Indiana University

Media Contact

dsiefert [at] indiana [dot] edu (Daphne Siefert-Herron) Manager of Strategic Initiatives, Pervasive Technology Institute at Indiana University

dsiefert [at] indiana [dot] edu 812-856-1242

NSF funds $433K project on Digital Data Provenance

The tools coming out of this project will help scientists in the life and physical sciences better track their interactions with data, will make storage and reuse of scientific data easier, and will help scientists working with computational modeling and analysis tools work more productively.

January 1, 2007

NSF SDCI:  A New Toolkit for Provenance Collection, Publishing, and Experience Reuse

Beth Plale, David Leake, Yogesh Simmhan, and Dennis Gannon

Department of Computer Science, School of Informatics
Indiana University

New forms of scientific digital data are being generated in huge quantities from sophisticated computational analysis and database access steps executed by scientists in the life and physical sciences. In the past these multi-step computational analysis tasks would require a script hand written by a scientist. But the scripts are notoriously difficult to write and are brittle and difficult to maintain. Software cyberinfrastructure is a suite of tools that gives the scientist a means to specify analysis sequences without having to learn a scripting language. As the volume of research digital data created through computational science experimentation proliferates, it becomes increasingly critical to capture information on the fly about a data’s authentication, validity, and quality. This project, funded by the National Science Foundation, creates a domain-independent tool for capturing and using provenance data of scientific digital data. As there is growing interest in storing scientific data to digital libraries, we additional work with colleagues in the Digital Library Program at Indiana University to understand what provenance of scientific data is necessary for long-term preservation and use of an object. Finally, provenance information collected automatically about a data product when taken in the aggregate, forms interesting history of use by scientists. With this information we are asking questions about what data can be mined to make a domain scientist’s job easier, such as making suggestions about future workflow-driven investigations.

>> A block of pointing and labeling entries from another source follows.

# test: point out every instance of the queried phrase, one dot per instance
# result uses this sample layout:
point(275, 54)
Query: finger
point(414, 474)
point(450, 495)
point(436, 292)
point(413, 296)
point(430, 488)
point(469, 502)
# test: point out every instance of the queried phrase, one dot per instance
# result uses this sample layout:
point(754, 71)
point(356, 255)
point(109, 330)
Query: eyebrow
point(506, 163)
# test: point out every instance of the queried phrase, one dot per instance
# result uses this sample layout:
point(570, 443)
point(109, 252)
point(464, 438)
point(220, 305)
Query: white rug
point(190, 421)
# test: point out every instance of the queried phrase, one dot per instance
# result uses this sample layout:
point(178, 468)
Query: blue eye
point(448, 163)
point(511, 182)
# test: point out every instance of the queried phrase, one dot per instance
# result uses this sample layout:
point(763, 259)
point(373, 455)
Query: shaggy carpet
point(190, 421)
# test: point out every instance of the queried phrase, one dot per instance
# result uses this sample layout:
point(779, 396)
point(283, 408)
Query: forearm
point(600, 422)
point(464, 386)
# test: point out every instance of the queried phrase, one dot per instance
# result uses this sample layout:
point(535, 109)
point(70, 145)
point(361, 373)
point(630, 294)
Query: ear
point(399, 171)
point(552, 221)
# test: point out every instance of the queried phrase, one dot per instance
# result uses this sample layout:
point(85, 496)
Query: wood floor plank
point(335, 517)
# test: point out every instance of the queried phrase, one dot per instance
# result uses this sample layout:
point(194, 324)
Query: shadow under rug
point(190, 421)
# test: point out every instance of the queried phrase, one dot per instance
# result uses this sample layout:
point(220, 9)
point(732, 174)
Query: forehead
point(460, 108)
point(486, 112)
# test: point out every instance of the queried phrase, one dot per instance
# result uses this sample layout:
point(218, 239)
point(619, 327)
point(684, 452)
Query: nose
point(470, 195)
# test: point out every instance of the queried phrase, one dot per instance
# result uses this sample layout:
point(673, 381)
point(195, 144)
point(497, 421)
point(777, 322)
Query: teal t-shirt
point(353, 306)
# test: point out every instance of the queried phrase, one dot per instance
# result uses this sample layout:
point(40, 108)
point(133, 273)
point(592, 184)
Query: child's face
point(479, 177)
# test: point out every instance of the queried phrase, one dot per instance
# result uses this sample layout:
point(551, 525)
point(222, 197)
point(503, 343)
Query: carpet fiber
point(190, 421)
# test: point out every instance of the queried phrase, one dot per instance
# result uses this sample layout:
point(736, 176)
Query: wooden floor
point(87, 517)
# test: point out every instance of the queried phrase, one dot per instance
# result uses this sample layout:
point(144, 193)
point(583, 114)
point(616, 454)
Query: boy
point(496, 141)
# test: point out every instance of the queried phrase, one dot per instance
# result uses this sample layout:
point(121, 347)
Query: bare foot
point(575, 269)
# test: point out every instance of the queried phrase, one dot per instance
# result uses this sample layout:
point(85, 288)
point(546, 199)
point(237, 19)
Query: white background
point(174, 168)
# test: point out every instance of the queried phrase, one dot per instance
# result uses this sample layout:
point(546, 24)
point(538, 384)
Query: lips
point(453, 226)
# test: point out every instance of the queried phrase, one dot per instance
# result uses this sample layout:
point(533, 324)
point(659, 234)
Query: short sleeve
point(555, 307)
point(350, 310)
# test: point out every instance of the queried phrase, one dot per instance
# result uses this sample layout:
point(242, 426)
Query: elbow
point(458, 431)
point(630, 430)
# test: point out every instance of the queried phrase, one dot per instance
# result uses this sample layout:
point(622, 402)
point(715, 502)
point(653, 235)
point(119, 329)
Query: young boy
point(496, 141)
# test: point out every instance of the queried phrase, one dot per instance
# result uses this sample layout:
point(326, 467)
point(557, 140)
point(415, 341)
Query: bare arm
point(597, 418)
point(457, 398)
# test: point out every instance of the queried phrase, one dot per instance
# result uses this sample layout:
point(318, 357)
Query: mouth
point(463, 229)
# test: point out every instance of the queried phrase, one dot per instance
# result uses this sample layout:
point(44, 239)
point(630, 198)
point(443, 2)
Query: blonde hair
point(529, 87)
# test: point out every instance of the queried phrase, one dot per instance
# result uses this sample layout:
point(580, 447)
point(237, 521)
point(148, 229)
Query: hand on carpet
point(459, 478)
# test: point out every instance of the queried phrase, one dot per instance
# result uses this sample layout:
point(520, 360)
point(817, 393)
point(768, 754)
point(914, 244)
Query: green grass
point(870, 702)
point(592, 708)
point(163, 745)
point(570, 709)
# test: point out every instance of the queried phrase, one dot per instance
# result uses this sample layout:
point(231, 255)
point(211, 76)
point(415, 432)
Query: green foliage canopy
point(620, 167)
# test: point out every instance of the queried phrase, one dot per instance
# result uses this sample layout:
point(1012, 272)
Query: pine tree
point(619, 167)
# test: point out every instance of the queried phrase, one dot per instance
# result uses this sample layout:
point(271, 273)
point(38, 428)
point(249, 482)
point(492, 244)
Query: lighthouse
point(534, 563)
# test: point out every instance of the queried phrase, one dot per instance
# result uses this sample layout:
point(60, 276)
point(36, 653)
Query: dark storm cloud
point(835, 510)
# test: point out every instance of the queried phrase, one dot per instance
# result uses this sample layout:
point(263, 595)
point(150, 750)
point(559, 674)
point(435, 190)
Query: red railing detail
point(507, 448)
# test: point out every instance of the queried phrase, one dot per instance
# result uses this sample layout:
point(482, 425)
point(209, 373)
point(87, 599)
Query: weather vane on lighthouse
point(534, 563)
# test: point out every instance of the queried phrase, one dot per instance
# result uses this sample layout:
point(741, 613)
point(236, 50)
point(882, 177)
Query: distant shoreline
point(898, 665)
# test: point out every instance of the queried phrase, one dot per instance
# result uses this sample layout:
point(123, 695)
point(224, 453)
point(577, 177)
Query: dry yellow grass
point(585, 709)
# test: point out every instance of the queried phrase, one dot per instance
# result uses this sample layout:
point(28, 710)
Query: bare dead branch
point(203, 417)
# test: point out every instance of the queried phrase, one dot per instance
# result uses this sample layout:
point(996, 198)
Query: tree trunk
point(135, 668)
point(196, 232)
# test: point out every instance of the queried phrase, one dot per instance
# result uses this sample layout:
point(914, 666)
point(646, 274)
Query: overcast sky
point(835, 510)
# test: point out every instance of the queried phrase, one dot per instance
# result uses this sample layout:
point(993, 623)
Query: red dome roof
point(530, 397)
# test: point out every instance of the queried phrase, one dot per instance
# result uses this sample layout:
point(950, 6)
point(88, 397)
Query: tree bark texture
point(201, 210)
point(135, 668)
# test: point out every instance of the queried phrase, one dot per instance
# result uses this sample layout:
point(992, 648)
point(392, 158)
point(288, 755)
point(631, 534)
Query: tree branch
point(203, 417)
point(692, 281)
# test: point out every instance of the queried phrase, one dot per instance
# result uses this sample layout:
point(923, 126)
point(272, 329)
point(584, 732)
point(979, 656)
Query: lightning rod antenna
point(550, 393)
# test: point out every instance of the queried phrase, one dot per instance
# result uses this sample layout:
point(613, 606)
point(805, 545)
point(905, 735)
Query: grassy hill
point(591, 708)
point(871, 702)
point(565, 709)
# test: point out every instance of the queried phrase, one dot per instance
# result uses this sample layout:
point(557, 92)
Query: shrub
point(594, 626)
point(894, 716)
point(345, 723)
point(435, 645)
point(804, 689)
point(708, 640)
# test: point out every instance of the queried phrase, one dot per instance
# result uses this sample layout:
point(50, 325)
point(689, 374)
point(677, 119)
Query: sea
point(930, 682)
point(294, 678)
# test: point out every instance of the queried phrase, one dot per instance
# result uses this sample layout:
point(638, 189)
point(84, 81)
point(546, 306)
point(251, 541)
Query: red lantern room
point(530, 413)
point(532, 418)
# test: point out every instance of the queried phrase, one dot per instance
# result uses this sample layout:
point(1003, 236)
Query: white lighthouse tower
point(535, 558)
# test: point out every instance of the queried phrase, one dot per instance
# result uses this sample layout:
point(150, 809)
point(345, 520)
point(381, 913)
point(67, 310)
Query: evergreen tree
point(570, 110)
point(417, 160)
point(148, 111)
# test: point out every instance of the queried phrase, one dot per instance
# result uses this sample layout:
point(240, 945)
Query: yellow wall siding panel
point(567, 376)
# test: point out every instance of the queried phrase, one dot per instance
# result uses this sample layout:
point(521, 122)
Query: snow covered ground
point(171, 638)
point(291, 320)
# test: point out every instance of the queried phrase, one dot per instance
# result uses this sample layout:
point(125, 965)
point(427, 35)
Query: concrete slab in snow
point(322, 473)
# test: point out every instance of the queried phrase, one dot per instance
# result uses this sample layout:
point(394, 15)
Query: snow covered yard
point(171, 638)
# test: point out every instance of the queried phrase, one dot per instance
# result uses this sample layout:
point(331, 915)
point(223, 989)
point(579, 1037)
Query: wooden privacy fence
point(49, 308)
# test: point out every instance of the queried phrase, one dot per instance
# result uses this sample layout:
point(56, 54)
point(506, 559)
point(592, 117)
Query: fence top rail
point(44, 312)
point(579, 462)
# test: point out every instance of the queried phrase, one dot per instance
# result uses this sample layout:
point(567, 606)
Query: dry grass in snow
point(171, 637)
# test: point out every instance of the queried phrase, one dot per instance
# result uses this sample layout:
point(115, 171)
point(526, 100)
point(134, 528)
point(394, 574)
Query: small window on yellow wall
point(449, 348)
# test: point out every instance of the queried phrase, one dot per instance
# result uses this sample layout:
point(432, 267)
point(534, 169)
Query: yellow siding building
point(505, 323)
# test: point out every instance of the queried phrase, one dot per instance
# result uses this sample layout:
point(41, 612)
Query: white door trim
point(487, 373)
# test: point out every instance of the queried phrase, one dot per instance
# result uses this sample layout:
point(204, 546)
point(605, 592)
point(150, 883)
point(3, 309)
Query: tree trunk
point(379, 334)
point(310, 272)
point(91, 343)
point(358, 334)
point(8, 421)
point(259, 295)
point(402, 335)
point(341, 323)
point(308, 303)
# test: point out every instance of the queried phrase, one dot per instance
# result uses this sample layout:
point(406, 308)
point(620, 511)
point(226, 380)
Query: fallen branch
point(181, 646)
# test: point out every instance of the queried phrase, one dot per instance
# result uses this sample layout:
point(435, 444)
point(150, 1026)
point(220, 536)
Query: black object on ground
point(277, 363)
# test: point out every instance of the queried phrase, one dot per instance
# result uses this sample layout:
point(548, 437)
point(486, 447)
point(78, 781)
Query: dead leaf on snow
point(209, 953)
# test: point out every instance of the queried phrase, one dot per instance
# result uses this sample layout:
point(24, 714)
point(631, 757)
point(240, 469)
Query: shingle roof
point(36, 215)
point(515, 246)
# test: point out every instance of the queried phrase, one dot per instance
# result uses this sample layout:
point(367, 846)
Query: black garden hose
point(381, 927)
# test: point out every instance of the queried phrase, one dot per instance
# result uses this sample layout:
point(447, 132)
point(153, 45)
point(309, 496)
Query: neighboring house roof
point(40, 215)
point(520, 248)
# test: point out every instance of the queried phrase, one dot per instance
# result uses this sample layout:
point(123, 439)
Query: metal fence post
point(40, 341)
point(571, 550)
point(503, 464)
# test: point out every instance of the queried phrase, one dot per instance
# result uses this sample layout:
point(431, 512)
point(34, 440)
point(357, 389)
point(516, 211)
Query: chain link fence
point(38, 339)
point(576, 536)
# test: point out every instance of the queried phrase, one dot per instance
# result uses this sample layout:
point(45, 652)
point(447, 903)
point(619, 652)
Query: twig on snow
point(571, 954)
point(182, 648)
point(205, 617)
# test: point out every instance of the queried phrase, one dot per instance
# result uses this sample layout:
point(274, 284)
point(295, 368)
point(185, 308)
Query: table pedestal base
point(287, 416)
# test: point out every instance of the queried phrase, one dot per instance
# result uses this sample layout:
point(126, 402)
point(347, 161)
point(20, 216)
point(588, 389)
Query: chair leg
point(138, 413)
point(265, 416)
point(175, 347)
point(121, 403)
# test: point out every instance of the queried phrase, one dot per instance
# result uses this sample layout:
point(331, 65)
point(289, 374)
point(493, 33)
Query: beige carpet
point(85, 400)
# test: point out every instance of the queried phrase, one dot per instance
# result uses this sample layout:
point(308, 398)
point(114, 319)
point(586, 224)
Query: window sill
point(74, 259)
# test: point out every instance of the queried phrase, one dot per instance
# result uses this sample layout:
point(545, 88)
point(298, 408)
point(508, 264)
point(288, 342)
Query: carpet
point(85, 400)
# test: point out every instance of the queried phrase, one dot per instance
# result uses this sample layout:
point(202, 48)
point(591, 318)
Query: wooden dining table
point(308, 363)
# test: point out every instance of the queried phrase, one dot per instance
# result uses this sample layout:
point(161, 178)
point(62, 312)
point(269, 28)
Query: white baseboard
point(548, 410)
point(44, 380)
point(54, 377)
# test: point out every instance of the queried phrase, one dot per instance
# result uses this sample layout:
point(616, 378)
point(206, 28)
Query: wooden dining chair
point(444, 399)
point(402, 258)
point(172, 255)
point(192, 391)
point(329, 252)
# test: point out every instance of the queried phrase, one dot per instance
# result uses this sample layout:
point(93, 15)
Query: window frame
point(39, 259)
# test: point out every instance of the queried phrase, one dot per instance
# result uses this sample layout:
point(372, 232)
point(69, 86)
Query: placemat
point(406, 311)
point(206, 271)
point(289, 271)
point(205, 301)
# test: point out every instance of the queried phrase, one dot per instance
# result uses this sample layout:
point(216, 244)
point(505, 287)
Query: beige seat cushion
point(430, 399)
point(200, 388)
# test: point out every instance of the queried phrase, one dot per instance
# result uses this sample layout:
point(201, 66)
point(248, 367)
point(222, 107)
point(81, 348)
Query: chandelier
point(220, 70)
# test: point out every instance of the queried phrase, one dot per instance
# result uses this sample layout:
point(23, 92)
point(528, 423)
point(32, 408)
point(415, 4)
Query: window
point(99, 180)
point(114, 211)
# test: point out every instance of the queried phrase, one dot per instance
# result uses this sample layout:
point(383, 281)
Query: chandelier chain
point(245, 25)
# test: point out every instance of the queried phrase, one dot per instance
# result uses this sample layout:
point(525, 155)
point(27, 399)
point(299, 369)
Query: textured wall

The tools coming out of this project will help scientists in the life and physical sciences better track their interactions with data, will make storage and reuse of scientific data easier, and will help scientists working with computational modeling and analysis tools work more productively.

“Provenance of scientific data is an emerging research area, and one of importance not only to scholars, but to industry as well.” Said Beth Plale, Director of the Center for Data and Search Informatics. “As the volume of scientific data from computational analysis grows into the petabyte range, it is increasingly important that provenance information like ownership and validity travel with the scientific data, wherever it eventually resides.”